I owned this bike around 12 years ago. Didn't ride it much. Sold it to a friend. He put a 3 speed hub on new wheels and rode it on 1 tour. It sat around till this week. He offered it back to me, same way I sold it. It needs some new grips, correct fenders and maybe a 3 speed hub. Bike is a 1948 Rudge Aero. The bike has nice patina. It was orange from new but must have sat in the sun for a long time. Only a small amount of original color is showing.
Things I would like to find for it. 
26" lightweight rims. 
48 Sturmey Archer 3 or 4 speed hub. 
Bluemels lightweight mudguards.
Grips


----------



## SirMike1983 (Feb 14, 2021)

Nice. Looks like it had a Reynolds 531 sticker on the seat tube at one time, and it has the nice lugs.  Fun bike from the look of it.


----------



## dnc1 (Feb 15, 2021)

Ebay (UK site) usually has most of what you're looking for,  and I'm sure you can find it all over in the USA too.
Alternatively you could join the Veteran-Cycle Club in the UK, plenty of this stuff is regularly for sale in their classifieds.


----------



## Oilit (Feb 15, 2021)

This is one I hadn't heard of. Thanks for posting!


----------



## HARPO (Feb 15, 2021)

Cool bike!! 

Be careful riding so you don't become impaled on the rods sticking out on the rear or front fenders...


----------



## dnc1 (Feb 16, 2021)

Here's an image from the 1947/8 catalogue.....

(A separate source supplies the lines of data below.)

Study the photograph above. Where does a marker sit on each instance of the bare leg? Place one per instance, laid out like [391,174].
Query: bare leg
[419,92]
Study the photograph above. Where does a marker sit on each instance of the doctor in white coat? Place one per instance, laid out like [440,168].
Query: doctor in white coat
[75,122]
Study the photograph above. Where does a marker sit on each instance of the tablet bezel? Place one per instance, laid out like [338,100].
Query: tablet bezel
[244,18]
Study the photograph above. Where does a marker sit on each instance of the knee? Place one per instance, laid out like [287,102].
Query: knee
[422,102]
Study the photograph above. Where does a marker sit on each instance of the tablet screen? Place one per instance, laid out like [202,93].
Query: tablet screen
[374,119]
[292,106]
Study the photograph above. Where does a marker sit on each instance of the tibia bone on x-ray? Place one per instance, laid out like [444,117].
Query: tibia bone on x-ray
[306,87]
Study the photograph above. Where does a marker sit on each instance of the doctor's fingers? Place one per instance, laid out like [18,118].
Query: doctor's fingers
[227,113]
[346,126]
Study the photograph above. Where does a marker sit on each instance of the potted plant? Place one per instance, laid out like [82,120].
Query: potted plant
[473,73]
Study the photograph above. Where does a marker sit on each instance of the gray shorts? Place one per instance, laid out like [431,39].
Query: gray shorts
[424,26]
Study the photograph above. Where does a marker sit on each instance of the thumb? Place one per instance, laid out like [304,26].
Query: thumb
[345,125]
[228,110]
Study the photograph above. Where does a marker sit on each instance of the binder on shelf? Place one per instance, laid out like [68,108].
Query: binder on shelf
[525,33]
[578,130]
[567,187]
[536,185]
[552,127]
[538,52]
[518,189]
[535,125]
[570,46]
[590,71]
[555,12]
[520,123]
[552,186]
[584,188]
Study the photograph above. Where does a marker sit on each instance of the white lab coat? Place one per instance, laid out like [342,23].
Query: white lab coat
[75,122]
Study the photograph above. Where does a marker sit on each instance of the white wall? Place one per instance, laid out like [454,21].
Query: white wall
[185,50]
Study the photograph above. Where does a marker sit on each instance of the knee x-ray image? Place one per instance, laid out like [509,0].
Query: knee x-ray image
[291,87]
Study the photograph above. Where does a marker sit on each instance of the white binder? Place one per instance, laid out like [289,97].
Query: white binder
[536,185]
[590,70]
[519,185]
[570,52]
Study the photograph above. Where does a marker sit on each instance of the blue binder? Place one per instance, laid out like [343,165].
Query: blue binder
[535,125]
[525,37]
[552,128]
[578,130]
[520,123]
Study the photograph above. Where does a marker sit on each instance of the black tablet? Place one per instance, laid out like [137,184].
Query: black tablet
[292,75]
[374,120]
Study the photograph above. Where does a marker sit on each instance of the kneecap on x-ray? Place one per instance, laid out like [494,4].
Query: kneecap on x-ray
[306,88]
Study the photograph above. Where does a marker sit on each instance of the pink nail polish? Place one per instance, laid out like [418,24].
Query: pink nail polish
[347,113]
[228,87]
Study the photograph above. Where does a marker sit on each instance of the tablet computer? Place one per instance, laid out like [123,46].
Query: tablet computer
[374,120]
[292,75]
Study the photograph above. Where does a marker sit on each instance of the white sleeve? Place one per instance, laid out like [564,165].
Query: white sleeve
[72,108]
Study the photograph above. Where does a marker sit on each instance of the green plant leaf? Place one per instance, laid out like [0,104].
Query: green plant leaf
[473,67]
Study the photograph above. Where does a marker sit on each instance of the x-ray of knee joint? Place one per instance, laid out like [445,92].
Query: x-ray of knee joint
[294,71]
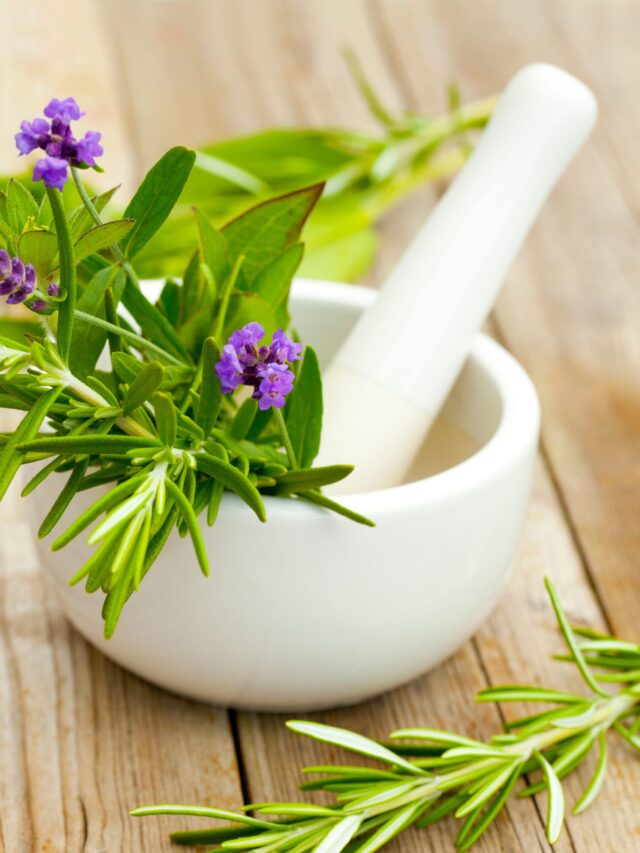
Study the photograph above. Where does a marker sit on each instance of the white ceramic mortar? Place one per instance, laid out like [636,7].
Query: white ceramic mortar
[311,610]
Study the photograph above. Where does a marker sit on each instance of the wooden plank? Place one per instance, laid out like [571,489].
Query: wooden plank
[578,340]
[56,53]
[83,741]
[571,308]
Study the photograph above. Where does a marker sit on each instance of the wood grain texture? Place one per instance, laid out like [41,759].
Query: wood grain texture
[187,71]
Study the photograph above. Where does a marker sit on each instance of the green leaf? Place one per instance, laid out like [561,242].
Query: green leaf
[143,386]
[189,516]
[210,391]
[21,206]
[243,419]
[246,307]
[82,220]
[273,283]
[13,454]
[595,783]
[166,418]
[213,247]
[89,340]
[353,742]
[572,643]
[308,479]
[70,445]
[39,248]
[555,800]
[303,413]
[101,237]
[103,504]
[154,324]
[334,506]
[156,197]
[394,826]
[265,231]
[234,480]
[202,811]
[64,499]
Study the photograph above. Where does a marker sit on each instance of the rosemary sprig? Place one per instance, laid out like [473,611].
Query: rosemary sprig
[435,773]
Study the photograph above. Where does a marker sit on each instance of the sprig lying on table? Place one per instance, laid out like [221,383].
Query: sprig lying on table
[143,400]
[436,773]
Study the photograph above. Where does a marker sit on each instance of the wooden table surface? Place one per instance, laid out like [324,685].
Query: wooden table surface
[81,740]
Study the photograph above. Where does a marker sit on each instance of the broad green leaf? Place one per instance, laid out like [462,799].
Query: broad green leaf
[156,197]
[82,220]
[305,479]
[263,232]
[13,454]
[303,413]
[166,418]
[352,742]
[101,237]
[39,248]
[273,283]
[233,480]
[143,386]
[210,390]
[21,206]
[246,307]
[89,340]
[213,247]
[70,445]
[344,258]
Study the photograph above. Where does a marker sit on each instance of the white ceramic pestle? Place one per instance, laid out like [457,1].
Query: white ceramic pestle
[392,374]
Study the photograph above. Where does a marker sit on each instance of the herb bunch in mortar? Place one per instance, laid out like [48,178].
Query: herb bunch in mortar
[139,398]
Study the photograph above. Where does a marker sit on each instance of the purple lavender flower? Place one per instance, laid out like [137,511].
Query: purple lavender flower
[51,170]
[56,139]
[263,368]
[276,381]
[65,111]
[17,279]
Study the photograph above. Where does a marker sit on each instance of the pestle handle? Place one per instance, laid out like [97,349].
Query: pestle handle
[391,376]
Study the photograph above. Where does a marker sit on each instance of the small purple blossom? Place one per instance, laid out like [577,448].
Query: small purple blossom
[51,170]
[263,368]
[56,139]
[17,279]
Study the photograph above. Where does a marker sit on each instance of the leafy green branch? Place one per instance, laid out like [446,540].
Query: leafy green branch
[427,774]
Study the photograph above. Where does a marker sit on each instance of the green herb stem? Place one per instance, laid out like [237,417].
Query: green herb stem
[68,281]
[286,440]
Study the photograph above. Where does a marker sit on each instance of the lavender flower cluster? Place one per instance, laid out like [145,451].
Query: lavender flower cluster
[18,282]
[56,139]
[263,368]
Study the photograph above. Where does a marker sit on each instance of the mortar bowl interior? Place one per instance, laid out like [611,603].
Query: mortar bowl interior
[311,610]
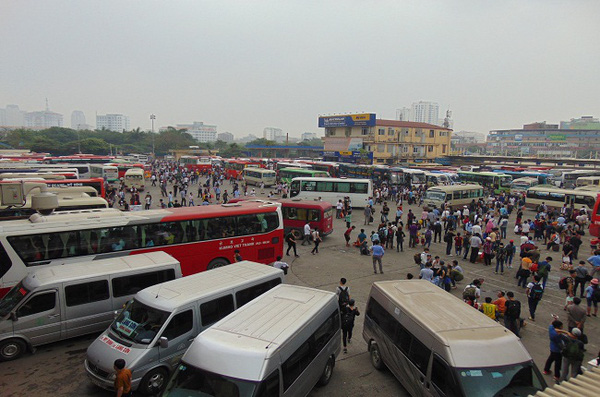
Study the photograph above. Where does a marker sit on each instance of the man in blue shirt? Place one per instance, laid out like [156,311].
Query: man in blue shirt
[378,253]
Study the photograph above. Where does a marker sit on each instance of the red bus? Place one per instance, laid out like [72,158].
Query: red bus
[96,183]
[200,238]
[234,168]
[296,212]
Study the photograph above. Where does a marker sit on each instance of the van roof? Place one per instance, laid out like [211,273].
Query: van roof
[88,269]
[173,294]
[465,331]
[257,330]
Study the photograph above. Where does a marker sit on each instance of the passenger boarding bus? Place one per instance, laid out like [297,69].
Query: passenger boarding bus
[67,301]
[333,189]
[254,176]
[453,195]
[437,345]
[134,178]
[200,238]
[554,197]
[108,173]
[520,185]
[498,183]
[283,343]
[155,328]
[287,174]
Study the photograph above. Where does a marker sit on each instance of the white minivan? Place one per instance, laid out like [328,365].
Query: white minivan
[282,343]
[66,301]
[437,345]
[158,325]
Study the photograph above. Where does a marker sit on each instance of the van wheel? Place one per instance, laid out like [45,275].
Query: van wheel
[154,381]
[11,349]
[376,359]
[327,372]
[219,262]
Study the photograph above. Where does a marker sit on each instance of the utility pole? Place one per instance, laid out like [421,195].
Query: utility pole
[152,118]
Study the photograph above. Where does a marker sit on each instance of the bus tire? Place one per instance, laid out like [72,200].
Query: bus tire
[297,234]
[219,262]
[154,381]
[11,349]
[376,359]
[327,372]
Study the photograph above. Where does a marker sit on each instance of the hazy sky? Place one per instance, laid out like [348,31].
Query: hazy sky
[245,65]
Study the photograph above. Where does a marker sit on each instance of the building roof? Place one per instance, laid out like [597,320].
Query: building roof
[408,124]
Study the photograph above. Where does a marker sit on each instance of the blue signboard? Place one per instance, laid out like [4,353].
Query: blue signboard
[351,120]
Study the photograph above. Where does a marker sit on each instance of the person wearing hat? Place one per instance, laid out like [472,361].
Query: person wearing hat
[592,292]
[349,312]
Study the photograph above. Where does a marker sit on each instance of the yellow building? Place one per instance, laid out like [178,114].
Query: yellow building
[390,141]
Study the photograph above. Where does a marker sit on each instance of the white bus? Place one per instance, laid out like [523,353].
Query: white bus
[554,197]
[254,176]
[281,344]
[109,173]
[437,345]
[333,189]
[520,185]
[454,195]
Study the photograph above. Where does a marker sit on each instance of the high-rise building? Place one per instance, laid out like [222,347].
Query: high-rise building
[425,112]
[225,137]
[78,120]
[112,122]
[273,134]
[200,131]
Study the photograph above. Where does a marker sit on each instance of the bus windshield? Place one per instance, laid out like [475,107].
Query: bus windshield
[139,323]
[190,381]
[510,380]
[12,299]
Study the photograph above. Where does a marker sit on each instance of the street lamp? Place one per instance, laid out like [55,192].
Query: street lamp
[152,118]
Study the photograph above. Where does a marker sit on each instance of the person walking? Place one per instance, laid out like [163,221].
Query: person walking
[534,293]
[317,240]
[349,313]
[512,315]
[122,378]
[307,234]
[556,346]
[377,252]
[291,241]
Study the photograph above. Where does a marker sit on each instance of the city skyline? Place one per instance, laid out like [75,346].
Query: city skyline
[243,74]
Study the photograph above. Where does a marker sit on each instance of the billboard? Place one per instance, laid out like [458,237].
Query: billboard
[350,120]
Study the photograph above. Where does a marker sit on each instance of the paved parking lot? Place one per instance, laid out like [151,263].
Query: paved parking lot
[57,369]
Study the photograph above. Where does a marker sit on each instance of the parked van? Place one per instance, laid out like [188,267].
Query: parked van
[66,301]
[436,345]
[134,178]
[280,344]
[159,324]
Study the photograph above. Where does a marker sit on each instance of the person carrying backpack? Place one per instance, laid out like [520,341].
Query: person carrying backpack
[343,293]
[513,313]
[534,293]
[349,312]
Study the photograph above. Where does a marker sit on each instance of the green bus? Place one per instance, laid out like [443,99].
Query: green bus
[498,183]
[287,174]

Plus an image of the SA hubs offered by Rudge Whitworth at that time, and prices......




"Lustre Orange" is your colour!

Images from VC-C library.


----------



## wrongway (Mar 11, 2021)

Nice bike! I had a '51 a few years ago. I posted it here somewhere. It was that orange color, too. Faded out as well. Neat bikes. Kicking myself for selling it now!


----------